2012 Newsmaker Peter Gelb

November 29, 2012 | By James Jorden

Taking risks. Proving his moxy.

 

It’s not like Peter Gelb doesn’t have enough reasons to get angry. Opera singers agree to extravagant projects five years in advance and then get cold feet at (sometimes literally) the last minute. Or when he unveils a new multimillion dollar production featuring the highest of high tech, the first question he’s asked is “but the old sets, those threadbare drops and costumes we’ve been staring at for the past three decades, they’re safe, right… for when this newfangled stuff flops?”

But even the stress of working an 80-hour week as general manager of the Metropolitan Opera doesn’t excuse acting like a bully, and sadly that’s the reputation Gelb has garnered over the past year or so. First the Met clamped down on hobbyist Bradley Wilber’s web site speculating about repertoire and casting for future Met seasons—apparently because the resource was so accurate that artists and managers were treating it as fact.

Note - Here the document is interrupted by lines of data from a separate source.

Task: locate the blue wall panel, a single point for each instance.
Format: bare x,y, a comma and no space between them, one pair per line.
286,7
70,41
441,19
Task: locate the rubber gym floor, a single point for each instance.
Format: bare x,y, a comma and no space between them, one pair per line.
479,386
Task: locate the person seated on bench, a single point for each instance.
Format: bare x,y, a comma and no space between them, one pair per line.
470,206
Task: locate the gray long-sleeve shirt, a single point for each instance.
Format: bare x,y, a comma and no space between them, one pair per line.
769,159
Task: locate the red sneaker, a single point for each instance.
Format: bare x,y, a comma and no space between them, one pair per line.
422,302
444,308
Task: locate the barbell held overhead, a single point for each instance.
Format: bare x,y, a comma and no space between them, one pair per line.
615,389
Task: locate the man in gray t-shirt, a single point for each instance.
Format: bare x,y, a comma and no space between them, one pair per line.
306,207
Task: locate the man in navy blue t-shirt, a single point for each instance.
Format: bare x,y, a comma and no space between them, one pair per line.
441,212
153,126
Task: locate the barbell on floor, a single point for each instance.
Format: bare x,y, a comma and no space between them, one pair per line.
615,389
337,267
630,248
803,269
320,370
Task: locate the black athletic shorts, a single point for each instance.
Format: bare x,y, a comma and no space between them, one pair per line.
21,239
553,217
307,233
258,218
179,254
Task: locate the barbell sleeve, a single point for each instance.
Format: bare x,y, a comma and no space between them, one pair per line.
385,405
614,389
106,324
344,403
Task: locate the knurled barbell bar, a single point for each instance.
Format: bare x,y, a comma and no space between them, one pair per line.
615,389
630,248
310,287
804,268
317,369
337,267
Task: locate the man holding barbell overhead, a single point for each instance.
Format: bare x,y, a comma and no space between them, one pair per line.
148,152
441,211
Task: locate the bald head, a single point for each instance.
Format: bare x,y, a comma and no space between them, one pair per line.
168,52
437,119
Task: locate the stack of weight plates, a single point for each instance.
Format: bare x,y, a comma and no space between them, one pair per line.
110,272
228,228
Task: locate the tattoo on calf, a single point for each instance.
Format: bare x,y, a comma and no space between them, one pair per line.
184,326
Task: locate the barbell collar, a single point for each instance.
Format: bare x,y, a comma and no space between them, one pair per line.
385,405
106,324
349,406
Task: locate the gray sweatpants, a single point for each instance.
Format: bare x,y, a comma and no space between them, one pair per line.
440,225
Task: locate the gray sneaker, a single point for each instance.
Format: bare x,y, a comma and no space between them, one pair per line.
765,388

Then, in May, WQXR killed, at Gelb’s personal request, a blog post critical of the Met’s new Ring cycle. Just a few weeks later, the news  broke that venerable Opera News would be denied the privilege of reviewing the company’s performances, mostly on account of an op-ed piece by one of the magazine’s editors, Brian Kellow, that dished recent casting and productions.

Gelb almost immediately blinked, citing what he euphemistically called a “groundswell of disappointment,” and reinstated the status of Opera News within 24 hours. No harm, no foul, then—except to the GM’s prestige.

So just when it looked like Gelb was permanently doomed to Blue Meanie status, the opera story of the year suddenly broke. On October 11, the Met announced the return of James Levine to conducting after a two-year hiatus due to illness and injuries.

Levine’s comeback is an elaborately complicated process involving scheduling of performances and rehearsals, casting,  acommodation for Levine’s ongoing disabilities and, most of all, willingness of the Met o take the risk that the maestro’s recovery may not go off exactly as hoped.

Even if Gelb didn’t personally make every small decision, vet every doctor’s statement, or sign off on the mechanics of the elevator system that will boost Levine to the podium, he is at the top of the chain of command, occupying the desk where the buck stops. What that means is if Levine’s return is a triumph, the whole Met will share in the success; but if something does go wrong, the blame will fall squarely on Gelb.

It’s a precarious position to put yourself in, and there are many world-class intendants who would shy away from taking this level of risk. But if Peter Gelb is not the cuddliest man in the business, neither is he a coward. The Met is a great opera company, and Gelb is now proving himself one of its greatest leaders.